Le cas du Borgou négligé
Les forêts du département du Borgou ne sont pas pucelles. L’acharnement dont fait montre les exploitants forestiers dans les autres régions du Bénin est pareille dans cette zone. Courant le début du mois d’Août dernier, l’alerte a été donnée sur un scandale environnemental à Tchaorou. Les révélations faites à mi-voix faisaient état d’une coupe exagérée de bois dans la commune présidentielle. Plus de 350 tonnes de bois tronçonnés étaient, en effet exposées à la gare routière de Tchaorou. La dénonciation à chaud de cet acte criminel à l’égard de l’environnement aurait, peut être dissuadé les assassins de nos ressources forestières. Le maire de la commune avait alors fait appel à la presse locale et nationale en vue de prendre l’opinion publique à témoin. Malheureusement, face aux pressions et aux menaces de la part des mafieux, la diffusion de ces images lamentables a été empêchée. Les journalistes, eux aussi ont dû préférer leur vie à leur travail. Conséquence, le scandale qui aurait dû être arrêté dès le début a atteint, en un mois, des proportions lamentables. Les forêts classées qui, il y a moins de dix ans avaient été reboisées sur financement de la Banque Mondiale à travers le Projet de Gestion des Ressources Naturelles, PGRN, sont les plus attaquées au vu et au su de tous les acteurs.
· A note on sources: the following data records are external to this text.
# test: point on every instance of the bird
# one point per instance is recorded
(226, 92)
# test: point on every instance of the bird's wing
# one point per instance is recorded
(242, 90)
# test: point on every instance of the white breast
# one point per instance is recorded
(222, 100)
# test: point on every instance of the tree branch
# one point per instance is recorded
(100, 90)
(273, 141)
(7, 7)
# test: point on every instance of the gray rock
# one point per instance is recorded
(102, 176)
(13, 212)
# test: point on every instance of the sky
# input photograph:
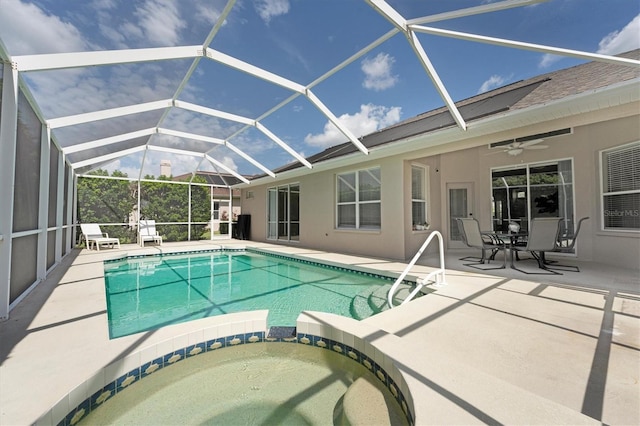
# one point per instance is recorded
(300, 40)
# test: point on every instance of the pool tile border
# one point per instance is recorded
(118, 376)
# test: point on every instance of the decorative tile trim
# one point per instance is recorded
(171, 358)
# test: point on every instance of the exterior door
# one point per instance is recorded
(220, 219)
(459, 204)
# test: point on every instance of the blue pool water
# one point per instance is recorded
(154, 291)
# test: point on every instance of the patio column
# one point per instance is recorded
(60, 207)
(43, 203)
(8, 134)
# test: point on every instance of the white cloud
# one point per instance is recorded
(268, 9)
(378, 72)
(369, 119)
(493, 82)
(26, 29)
(621, 41)
(160, 20)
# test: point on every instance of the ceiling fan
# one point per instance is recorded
(517, 147)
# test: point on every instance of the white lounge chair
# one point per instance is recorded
(147, 232)
(92, 234)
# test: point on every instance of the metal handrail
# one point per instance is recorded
(420, 282)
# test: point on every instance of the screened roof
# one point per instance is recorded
(254, 88)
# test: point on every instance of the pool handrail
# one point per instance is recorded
(440, 278)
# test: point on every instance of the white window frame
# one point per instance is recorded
(357, 202)
(425, 182)
(528, 167)
(603, 192)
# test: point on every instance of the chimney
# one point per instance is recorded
(165, 168)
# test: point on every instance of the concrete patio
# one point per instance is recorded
(495, 347)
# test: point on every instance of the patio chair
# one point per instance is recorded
(565, 244)
(474, 238)
(93, 234)
(543, 237)
(147, 232)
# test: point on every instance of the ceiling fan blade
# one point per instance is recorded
(529, 143)
(502, 151)
(536, 147)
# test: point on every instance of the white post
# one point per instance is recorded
(8, 133)
(60, 206)
(43, 203)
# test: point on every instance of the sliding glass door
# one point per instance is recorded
(283, 213)
(528, 191)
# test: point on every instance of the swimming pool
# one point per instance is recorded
(150, 292)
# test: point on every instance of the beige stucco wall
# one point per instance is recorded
(318, 211)
(396, 240)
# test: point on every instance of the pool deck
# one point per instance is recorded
(497, 347)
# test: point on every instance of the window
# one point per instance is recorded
(620, 168)
(358, 203)
(283, 213)
(531, 191)
(418, 197)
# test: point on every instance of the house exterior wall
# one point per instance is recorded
(318, 213)
(396, 239)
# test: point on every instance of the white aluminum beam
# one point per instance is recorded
(43, 213)
(226, 169)
(327, 112)
(491, 7)
(389, 13)
(526, 46)
(108, 157)
(214, 112)
(284, 146)
(72, 120)
(177, 151)
(8, 132)
(108, 141)
(193, 136)
(431, 71)
(53, 61)
(253, 70)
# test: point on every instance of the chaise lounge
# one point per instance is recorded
(93, 234)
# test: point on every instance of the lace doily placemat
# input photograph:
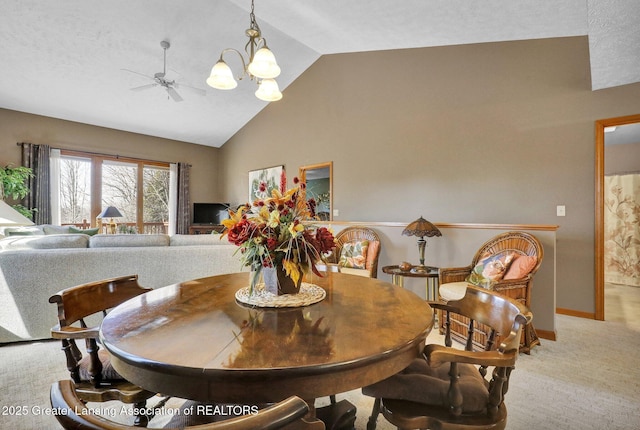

Des conséquences sociales inestimables
Ces coupes de bois, outre les répercussions environnementales sur le milieu engendrent de véritables problèmes sociaux dans les zones où l’activité est intensifiée. Dans la région des 2 KP, les conséquences sont criardes. La plupart des jeunes de la localité ont, depuis longtemps abandonné les bancs des écoles afin de s’adonner au chargement des madriers réputé pour être une activité très rentable. Le détournement de cette partie de la jeunesse béninoise vers ce job précaire ne fait que compromettre l’avenir de la jeunesse et de la commune. Parallèlement, les jeunes filles de ces régions payent également le lourd tribut de ce pillage des forêts. Les grossesses non désirées sont devenues récurrentes dans les communes victimes du scandale du bois. Les jeunes filles se font engrosser par des jeunes gens devenus riches, le temps d’une coupe de bois. Les femmes au foyer n’échappent pas au jeu. Certaines ont déjà quitté leur foyer pour rejoindre des exploitants de bois. D’autres se sont versés dans l’infidélité à défaut d’abandonner leurs maris. Ainsi, la nouvelle philosophie en vogue dans la région prône l’exploitation forestière comme la première source de richesse au monde.
Les impacts économiques inquiétants
L’on assiste à une montée exponentielle du prix d’achat des meubles. Selon les explications données par quelques artisans interrogés sur la question, cette hausse n’est que la conséquence directe de la cherté du bois. Ainsi, les meubles qui pouvaient s’acheter à un prix situé entre 100.000 F Cfa et 120.000 F Cfa se vendent aujourd’hui à plus de 150.000 F Cfa. Selon Benoit Dansou, un menuisier exerçant son activité à Banikanni, un quartier de Parakou, le madrier de bois s’achetait à 8.000 F Cfa, il y a encore deux ans, mais ce prix est aujourd’hui de 15 à 17.000 F Cfa. Cela montre à quel prix, cet abus noté dans la coupe de bois destinés exclusivement à l’exportation est un poids pour les populations à la base.
Blaise Ahanhanzo répare les faux pas de Justin Adanmayi
Le ministre Ahanhanzo s’est dépêché dans les régions du nord Bénin touchées par le scandale lié à l’exploitation abusive des ressources forestières du Bénin. Cet acte est salutaire puisqu’il permettra peut-être la « Renaissance » des bonnes conduites en matière d’exploitation forestière. Toutefois, plus rien n’existe dans ces forêts qui ne sont plus que réduites qu’à de vastes espaces dénués d’arbres et à peine parsemées de quelques arbustes. Le ministre Justin Adanmayi pourrait être pointé du doigt pour avoir fait preuve de légèreté dans ce dossier qui, pourtant défrayait la chronique. Durant tout son séjour, l’ancien ministre de l’environnement a brillé par sa distance vis-à-vis des forêts livrées aux tronçonneuses des trafiquants. Par son inertie donc, le ministre Adanmayi avait permis ce laisser-aller dont les conséquences sont aujourd’hui désastreuses tant sur le plan socio-économique qu’environnemental. L’actuel ministre de l’environnement et le directeur général des eaux et forêts doivent jouer utile en arrêtant la saignée et en pensant à la reconstitution de nos forêts.